Usai Gelar Rapat Terbatas, Jokowi Batalkan Pencabutan DMO Batu bara

Menteri ESDM Ignasius Jonan (kiri), Presiden RI Joko Widodo (kanan)

JAKARTA-BP: Presiden Joko Widodo menggelar rapat terbatas dengan 17 pejabat negara di Istana Bogor, Selasa (31/7/2018). Usai pertemuan tersebut Menteri Energi dan Sumber Daya Mineral, Ignasius Jonan menyatakan bahwa Presiden Jokowi membatalkan rencana untuk mencabut DMO (kewajiban pemenuhan pasar domestik) batu bara.
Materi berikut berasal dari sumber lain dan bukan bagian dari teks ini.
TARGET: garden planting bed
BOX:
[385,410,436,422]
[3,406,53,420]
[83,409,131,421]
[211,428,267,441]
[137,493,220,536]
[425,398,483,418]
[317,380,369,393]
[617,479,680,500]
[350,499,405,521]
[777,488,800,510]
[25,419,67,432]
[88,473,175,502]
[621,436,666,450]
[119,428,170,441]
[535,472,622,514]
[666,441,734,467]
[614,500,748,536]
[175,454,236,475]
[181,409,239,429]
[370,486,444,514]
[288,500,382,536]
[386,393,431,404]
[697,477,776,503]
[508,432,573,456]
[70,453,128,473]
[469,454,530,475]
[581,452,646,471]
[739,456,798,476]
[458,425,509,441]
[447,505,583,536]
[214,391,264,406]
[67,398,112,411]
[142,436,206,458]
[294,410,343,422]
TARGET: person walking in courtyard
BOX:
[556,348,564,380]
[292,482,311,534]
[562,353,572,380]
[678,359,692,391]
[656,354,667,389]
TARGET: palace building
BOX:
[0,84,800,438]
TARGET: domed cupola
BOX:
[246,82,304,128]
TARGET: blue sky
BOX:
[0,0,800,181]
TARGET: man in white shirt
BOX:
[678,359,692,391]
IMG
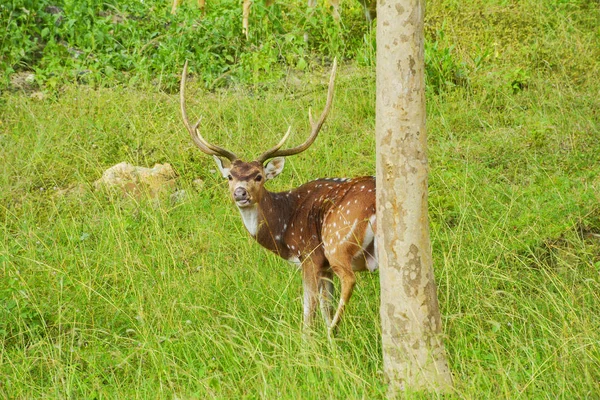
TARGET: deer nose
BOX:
[233,187,248,201]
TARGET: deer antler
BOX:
[179,60,238,162]
[257,58,337,163]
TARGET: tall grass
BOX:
[0,1,600,399]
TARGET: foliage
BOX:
[0,0,368,89]
[0,0,600,399]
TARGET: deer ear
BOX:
[265,157,285,179]
[213,156,231,178]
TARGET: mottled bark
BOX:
[376,0,452,396]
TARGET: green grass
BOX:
[0,1,600,399]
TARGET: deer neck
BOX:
[239,189,294,258]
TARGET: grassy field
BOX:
[0,0,600,399]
Hari ini Presiden Jokowi memanggil sebanyak 17 petinggi negara untuk berkumpul di Istana Bogor dan membahas soal cadangan devisa. Salah satunya adalah membahas soal kelanjutan rencana revisi kebijakan pemenuhan pasar domestik (domestic market obligation/DMO) batu bara.

"Presiden memutuskan tidak ada pencabutan DMO, tetap berjalan seperti sekarang," ujar Jonan usai rapat terbatas di Istana Bogor, Selasa (31/7/2018).

Jonan menegaskan kewajiban DMO diatur oleh Undang-Undang Mineral dan Batu Bara Nomor 4 Tahun 2009, tidak bisa diganggu gugat. Begitu juga soal harga, diatur dalam peraturan pemerintah dan tidak ada pencabutan pembatasan harga batu bara.

"Jadi tetap seperti sekarang," kata Jonan.

Rapat yagn digelar sejak pukul 11 siang tadi tampak dihadiri oleh Menteri Perhubungan Budi Karya Sumadi, Menteri Koordinator Kemaritiman Luhut Pandjaitan, Menteri Perdagangan Enggartiasto Lukita, Menteri BUMN Rini Soemarno, Menteri ESDM Ignasius Jonan, Menteri Sekretaris Negara Pratikno, Kepala Staf Kepresidenan Moeldoko, Menteri Perindustrian Airlangga Hartarto, Menteri Hukum dan HAM Yasonna Laoly.

Tampak hadir juga sejumlah kepala lembaga negara dan perusahaan milik negara, seperti Plt Dirut Pertamina Nicke Widyawati, Dirut PLN Sofyan Basir, Ketua Dewan Komisioner OJK Wimboh Santoso, Gubernur BI Perry Warjiyo, Kepala BKPM Thomas Lembong, Kepala SKK Migas Amien Soenaryadi.